Amazon drivers pushed to the limit as holiday deliveries reach a frenzy - mbgaxyz
http://www.latimes.com/business/la-fi-amazon-drivers-20161218-story.html
======
mbgaxyz
Delivery rate ~ one box every 2 or 3 minutes

> He starts each day with about 260 boxes, which he has to drop off at maybe
> 200 addresses across up to 80 miles in Southern California. Factoring in the
> time needed to load and gas up his white van, which sometimes sports a
> magnetized Amazon logo on the back door, Echeverria has to hit one home
> every two minutes, on average.

> Prime Now orders — an Amazon service launched in 2014 that allows customers
> to get a product within hours of clicking on it. She says Amazon gave her up
> to 72 packages to deliver in four hours, meaning she had to deposit one
> package roughly every three minutes.

Remote tracking via Android app:

> Amazon gives him an Android phone with an app that scans packages and
> determines his route. He says it is also used to track how much of a dent
> he’s made in his delivery load that day. He has learned not to stop for
> lunch because, he said, Amazon employees will call his dispatcher at any
> point in the day if they notice that he’s behind schedule.

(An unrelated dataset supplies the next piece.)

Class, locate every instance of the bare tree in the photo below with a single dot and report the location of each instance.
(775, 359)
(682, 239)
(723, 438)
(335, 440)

Complaint threshold of 0.2%:

> Amazon does not want any individual driver to exceed a ratio of two
> complaints for every 1,000 packages they’re tasked with delivering. But he
> said that Amazon does not instruct LMS to fire drivers who have had a trend
> of high complaints. LMS independently starts a disciplinary process, he
> said, starting with retraining, if a driver has a high number of citations
> for two consecutive weeks.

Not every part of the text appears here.